Chief executive Paul Pester said 500,000 people – or about one in 12 of those switching or opening a new bank account last year – had chosen TSB.

That helped lift maiden annual pre-tax profits 2.3 per cent to £133.7 million, up from £130.7m in the previous year. The bank also launched a mortgage broker service in 2014, which it said had got “off to a flying start”, with more than £300m worth of applications to date.

Pester said: “Growth remains our key focus and we expect TSB to continue to consistently attract more than 6 per cent of all new and switching bank accounts each quarter.”

He declined to comment on reports that TSB had made a tentative takeover approach for rival challenger bank Aldermore, possibly forestalling the latter’s imminent flotation plan.

But Pester added: “We are all about growth. If we can find the right thing at the right price we would be interested.”

He said the results showed that TSB had made a strong start to its life as an independent lender, 19 years after Lloyds took it over in 1995.

Lloyds was ordered by the European Commission to sell 632 branches because of its £20 billion state bailout in 2009. It originally agreed to sell them to the Co-op Bank for £750m, but that deal was derailed when the mutual firm was found to have a £1.5bn hole in its balance sheet.

Lloyds decided on a flotation of the assets under the TSB brand instead.
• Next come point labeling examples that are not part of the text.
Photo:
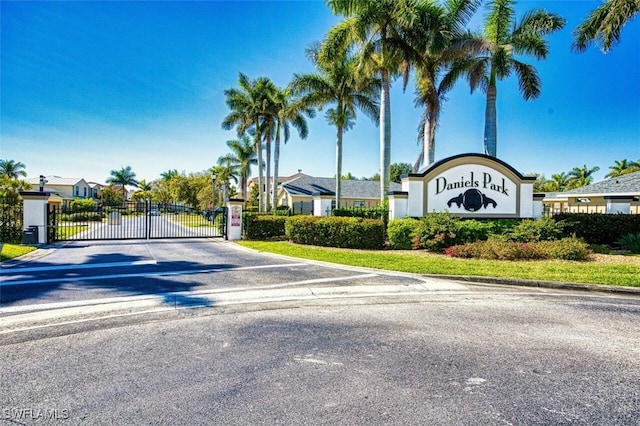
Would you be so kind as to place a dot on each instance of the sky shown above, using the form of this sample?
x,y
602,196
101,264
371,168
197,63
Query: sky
x,y
91,87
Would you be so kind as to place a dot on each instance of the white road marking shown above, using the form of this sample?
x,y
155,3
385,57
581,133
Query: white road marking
x,y
82,266
144,274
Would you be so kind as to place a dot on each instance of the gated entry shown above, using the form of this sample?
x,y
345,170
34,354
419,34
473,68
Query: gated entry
x,y
136,220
It has sold 50 per cent of the shares so far and must sell the remaining 50 per cent by the end of this year.

Pester said 2014 was a “pivotal year” as the bank established itself as a challenger to the established players.

He added: “In terms of financial performance, we’ve delivered or exceeded all that we outlined at last year’s initial public offering (IPO).”

TSB’s total income jumped 58 per cent to £927.4m from £587.2m. The group’s net interest margin – the difference between the interest charged on loans and paid on customer deposits – edged down to 3.56 per cent from 3.59 per cent.

Banking analysts said that this was to be expected at this early stage in the growth of a challenger bank trying to offer competitive prices in order to take market share. The cost/income ratio rose 11 percentage points to 75.1 per cent.

Deposits increased more than 6 per cent to £24.6bn. One analyst commented: “Not a bad start for TSB as a spun-off concern, if not a shoot-the-lights-out one.” The lender’s shares closed down 1.6p at 259.6p, compared with last June’s float price of 260p.

• Lloyds publishes its annual profits tomorrow, with the group expected to restore a “token” dividend nearly seven years after its taxpayer rescue.

The City’s consensus expectation is that underlying pre-tax profits for 2014 will have risen to £7.8bn, up from £6.2bn the previous year.

The results come amid unconfirmed reports that Lloyds may announce it has tweaked the terms of chief executive Antonio Horta-Osorio’s bonus to make it dependent on the sale of the government’s remaining 24 per cent stake in the bank.